It was the US Air Force's first fatal crash involving a female pilot. There was no sign that she ejected, and rescue crews weren't immediately able to search the wreckage because the plane was carrying live ammunition and rockets. A team trained to handle explosives waited until daylight before recovering the wreckage and the pilot.

Svoboda was one of six women flying the A-10 and 14 women overall flying fighters for the Air Force at the tine of this incident. According to the following extract from the official USAF AIB report into the incident:

"The Air Force report states that pilot error caused the crash, but that the darkness of the moon less night contributed to the catastrophe. Svoboda's A-10 was part of a two ship night surface attack training mission. Both pilots were using night vision goggles, while making bombing runs against range targets. The investigation also concluded, that "night vision goggles she wore reduce a pilot's peripheral vision and depth perception," although, other pilots have reported not having any troubles with the night vision goggles.

The two A-10 aircraft were supported on the mission by an A-10 forward air controller aircraft and an A-10 forward air controller instructor aircraft. During the training mission, the pilot flying the forward air control aircraft saw another A-10 below him at an altitude between 3,000 and 4,000 feet above ground level. The forward air control pilot observed Svoboda's aircraft in a right bank and in a 15 degree nose low attitude. According to the planned mission profile, this was at a time when Svoboda's aircraft should have been at an altitude between 7,000 and 8,000 feet above ground level, flying straight and level, or climbing.

In response, the forward air control pilot made a radio call for the pilot of the aircraft to "check dive angle." Svoboda responded by rolling further right to a nearly inverted position. Col. Harlan Mickelson of Davis-Monthan Air Force Base's 12th Air Force headquarters said, "I am certain that Amy thought she was right-side up, because we found the engines at almost full power." Unaware of her true position, the report concludes that the pilot mistakenly pulled back on the stick to initiate what she thought would be a climb, this put her in an inverted dive, from which she could not recover.

Mickelson, who headed the investigative board, said Svoboda reported seeing four bomb impacts, meaning she would have had to twist around to see outside the right rear of her plane. "She should have been concentrating on her flight instrument panel," he said.

The A-10 was carrying practice weapons for the mission. The armaments included six BDU (bomb dummy unit) 33s-25 pound training bombs that emit smoke and a small flash for accuracy evaluation. the training bombs have the same ballistic characteristics as larger live ordnance.

The plane carried six 2.75 inch air to ground rockets. Pilots of the A-10, use these to mark targets or suppress enemy fire. The plane was also carrying 570 rounds of 30mm practice rounds for the gatling gun, and a practice AIM-9 (with out a live motor) air to air missile.
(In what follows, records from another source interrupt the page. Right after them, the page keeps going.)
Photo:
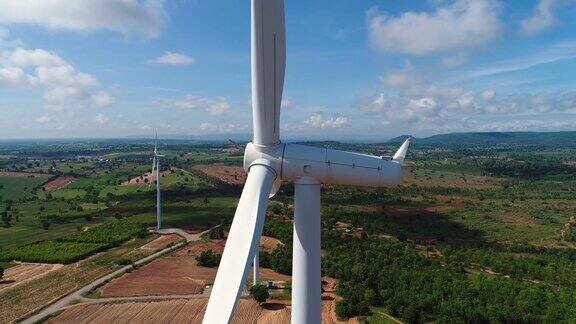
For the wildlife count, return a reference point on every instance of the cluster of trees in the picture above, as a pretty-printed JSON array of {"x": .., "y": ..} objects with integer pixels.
[
  {"x": 111, "y": 233},
  {"x": 259, "y": 293},
  {"x": 393, "y": 275},
  {"x": 52, "y": 252},
  {"x": 77, "y": 246}
]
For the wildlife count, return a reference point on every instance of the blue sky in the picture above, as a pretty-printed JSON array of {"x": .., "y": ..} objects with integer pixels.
[{"x": 355, "y": 69}]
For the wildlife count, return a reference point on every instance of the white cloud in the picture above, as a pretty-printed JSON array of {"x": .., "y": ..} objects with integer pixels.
[
  {"x": 214, "y": 106},
  {"x": 10, "y": 75},
  {"x": 44, "y": 119},
  {"x": 146, "y": 17},
  {"x": 224, "y": 128},
  {"x": 100, "y": 119},
  {"x": 286, "y": 103},
  {"x": 171, "y": 58},
  {"x": 488, "y": 95},
  {"x": 319, "y": 121},
  {"x": 61, "y": 82},
  {"x": 454, "y": 61},
  {"x": 36, "y": 57},
  {"x": 542, "y": 18},
  {"x": 547, "y": 55},
  {"x": 432, "y": 107},
  {"x": 102, "y": 99},
  {"x": 461, "y": 25}
]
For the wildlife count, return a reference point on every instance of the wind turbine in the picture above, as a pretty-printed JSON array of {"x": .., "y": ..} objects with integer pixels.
[
  {"x": 268, "y": 162},
  {"x": 156, "y": 165}
]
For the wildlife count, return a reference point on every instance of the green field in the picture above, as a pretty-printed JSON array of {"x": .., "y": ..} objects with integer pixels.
[
  {"x": 471, "y": 227},
  {"x": 19, "y": 188}
]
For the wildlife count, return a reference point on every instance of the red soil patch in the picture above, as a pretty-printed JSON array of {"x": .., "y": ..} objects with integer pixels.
[
  {"x": 23, "y": 175},
  {"x": 229, "y": 174},
  {"x": 171, "y": 311},
  {"x": 475, "y": 182},
  {"x": 175, "y": 274},
  {"x": 141, "y": 180},
  {"x": 58, "y": 183},
  {"x": 161, "y": 242},
  {"x": 184, "y": 311},
  {"x": 517, "y": 218},
  {"x": 25, "y": 272},
  {"x": 269, "y": 244}
]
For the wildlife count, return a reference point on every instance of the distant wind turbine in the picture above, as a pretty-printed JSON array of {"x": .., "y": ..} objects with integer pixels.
[
  {"x": 268, "y": 162},
  {"x": 156, "y": 166}
]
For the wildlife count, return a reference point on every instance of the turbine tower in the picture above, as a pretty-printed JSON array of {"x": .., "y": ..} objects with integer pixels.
[
  {"x": 156, "y": 166},
  {"x": 268, "y": 162}
]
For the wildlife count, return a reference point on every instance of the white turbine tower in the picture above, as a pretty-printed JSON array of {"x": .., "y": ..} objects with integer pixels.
[
  {"x": 156, "y": 166},
  {"x": 268, "y": 162}
]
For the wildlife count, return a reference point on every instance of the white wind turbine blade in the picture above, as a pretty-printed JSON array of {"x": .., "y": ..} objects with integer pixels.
[
  {"x": 152, "y": 172},
  {"x": 268, "y": 67},
  {"x": 241, "y": 246},
  {"x": 401, "y": 153}
]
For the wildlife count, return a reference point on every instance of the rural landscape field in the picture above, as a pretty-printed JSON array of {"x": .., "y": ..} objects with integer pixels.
[{"x": 483, "y": 229}]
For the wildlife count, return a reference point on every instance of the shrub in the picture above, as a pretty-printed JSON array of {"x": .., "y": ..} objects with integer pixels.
[
  {"x": 51, "y": 252},
  {"x": 123, "y": 262},
  {"x": 208, "y": 259}
]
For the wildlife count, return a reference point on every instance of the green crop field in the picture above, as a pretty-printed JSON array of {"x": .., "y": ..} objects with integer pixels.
[
  {"x": 463, "y": 233},
  {"x": 19, "y": 188}
]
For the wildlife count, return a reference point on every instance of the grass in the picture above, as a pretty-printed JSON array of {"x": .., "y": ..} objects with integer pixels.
[
  {"x": 379, "y": 316},
  {"x": 19, "y": 188},
  {"x": 30, "y": 296}
]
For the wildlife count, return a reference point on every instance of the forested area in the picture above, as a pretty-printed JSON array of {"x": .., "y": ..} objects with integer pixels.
[{"x": 77, "y": 246}]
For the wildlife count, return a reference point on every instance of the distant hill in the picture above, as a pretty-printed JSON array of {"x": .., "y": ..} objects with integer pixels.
[{"x": 497, "y": 138}]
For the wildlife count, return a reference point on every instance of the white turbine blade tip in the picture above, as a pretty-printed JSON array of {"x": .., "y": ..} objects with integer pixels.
[
  {"x": 401, "y": 153},
  {"x": 241, "y": 246}
]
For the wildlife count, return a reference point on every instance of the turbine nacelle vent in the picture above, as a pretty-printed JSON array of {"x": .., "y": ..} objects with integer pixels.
[{"x": 290, "y": 162}]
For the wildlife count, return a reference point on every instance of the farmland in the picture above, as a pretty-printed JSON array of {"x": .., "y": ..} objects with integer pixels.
[{"x": 471, "y": 225}]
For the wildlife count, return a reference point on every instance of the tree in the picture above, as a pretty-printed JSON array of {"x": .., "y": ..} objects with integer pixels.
[{"x": 259, "y": 293}]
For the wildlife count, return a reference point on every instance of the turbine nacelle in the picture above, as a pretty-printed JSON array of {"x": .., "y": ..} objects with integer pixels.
[{"x": 290, "y": 162}]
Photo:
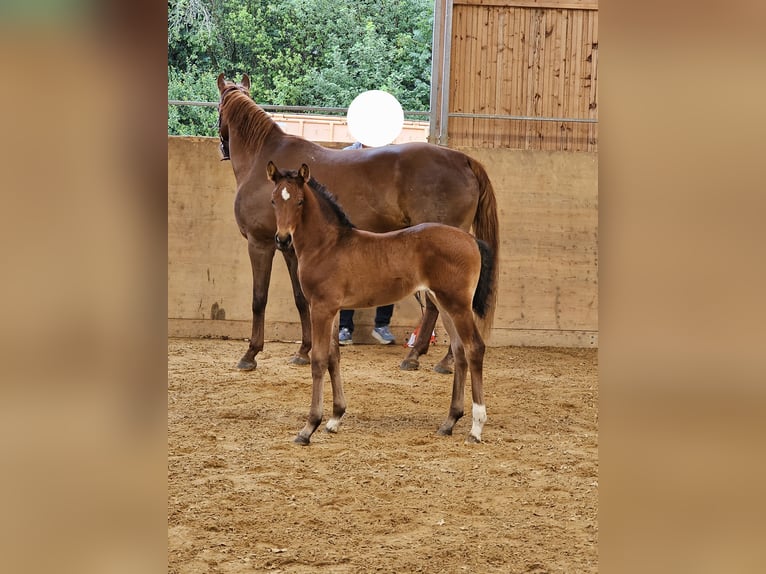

The accident investigation teams analysis included a study of the aircraft's engines, flight controls, egress and life support systems, instruments, oxygen system, hydraulic fluids and other aircraft systems, plus an examination of the aircraft's maintenance records. The maintenance and material analysis led the team to rule out mechanical failure."



Revision history:

05-Dec-2013 22:50 Dr. John Smith Updated [Operator, Total fatalities, Total occupants, Other fatalities, Location, Country, Phase, Departure airport, Source, Narrative]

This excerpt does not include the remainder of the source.